Sunday, December 11, 2005

What's Wrong With Current Intelligence?

During the 1962 Cuban Missile Crisis, excellent intelligence existed. Spy plane overflights clearly photographed missile silo construction in San Crystalbal, Cuba. During the Cold War, excellent intelligence existed on both the Soviet Union and highly secretive China and their military capabilities. So why is current intelligence on terrorism and Iraq nearly a theatre of the absurd by comparison?

Much of the "intelligence" that provided the gist for Bush's war in Iraq came from Ahmed Chalabi, who runs a private militia in Iraq. Chalabi was paid as much as $330,000 a month to an organization that he and and his brother operated by the CIA for "intelligence information, despite the fact that Chalabi had been convicted in Jordan in the nation's worst bank fraud scandal, and is a fugitive from justice. Now Chalabi is under U.S. investigation for also selling information to Iran as well. Thequestion is did Chalabi simply invent information simply to cash in from the U.S., or did he deliberately falsify information so that theU.S. would act and help to put him into power? Regardless, his claims of Iraqi WMDs under Saddam Hussein proved outrightly false and unreliable compared to even 1962 standards that accurately had details correct of Cuban construction of missile silos that were carefully disgused by dummy houses to conceal these deadly silos only 90 miles from the U.S. shores.

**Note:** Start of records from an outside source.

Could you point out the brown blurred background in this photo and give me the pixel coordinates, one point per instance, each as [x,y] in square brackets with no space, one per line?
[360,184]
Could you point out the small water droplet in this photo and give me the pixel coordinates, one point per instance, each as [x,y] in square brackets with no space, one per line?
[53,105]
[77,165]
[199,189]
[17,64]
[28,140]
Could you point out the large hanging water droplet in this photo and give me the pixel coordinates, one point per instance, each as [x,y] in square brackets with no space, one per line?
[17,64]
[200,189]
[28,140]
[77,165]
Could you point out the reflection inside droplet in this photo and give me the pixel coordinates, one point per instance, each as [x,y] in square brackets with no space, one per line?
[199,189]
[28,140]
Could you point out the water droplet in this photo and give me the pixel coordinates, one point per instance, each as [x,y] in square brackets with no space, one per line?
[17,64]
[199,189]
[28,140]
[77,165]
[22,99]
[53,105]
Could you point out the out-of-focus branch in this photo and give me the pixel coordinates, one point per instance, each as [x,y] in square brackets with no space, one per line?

Beside the "intelligence" testimony of Chalabi that has been proven to be outrightly false, two more absurd intelligence information bits came out this week that further question the current intelligence ability under the Bush Administration.

This week any connection between Saddam Hussein and Al Qaeda was dealt a serious blow when the New York Times ran a feature that claimed this information was solely based on a prisoner who was tortured and abused by Egyptian guards, and made up this information to stop his abuse. It proves that torture of terrorists does not work. They simply make information up to stop the pain or bad treatment. This is hardly a sound information gathering technique.

And in an absolutely absurd second embarrassment to the current state that the intelligence community has sunk to under the Bush Administration, this week intelligence sources have decided not to list a miniture golf course, Golfland in San Jose California, as a terrorist target. Other than few small structures such as a windmill that a golfer must hit the ball between the blades turning, Golfland really has no draw. It is a low capacity business, that hardly draws major numbers of persons such as stadiums or other large capacity locations. Maybe the Bush Administration believes some plan to hijack a radio controlled plane exists and to crash it into the windmill at Golfland and cause also a $1.50 in damage exists. But to any rational person, it seems absurd intelligence information to consider Golfland to be any terrorist target.

The Bush Administration wants the American public to believe that they can best defend the public from terrorism. Yet compared to even 1962 standards that were dead on accurate during the Cuban Missile Crisis, today's intelligence despite high tech electronic advances, new techniques and highly advanced satellites that can read a license plate number from outer space seem to be so far from accurate during the Bush Administration. The safety and security of every American citizen is at stake, and a serious debate on why this intelligence is continually worsening under the Bush Administration deserves a careful review.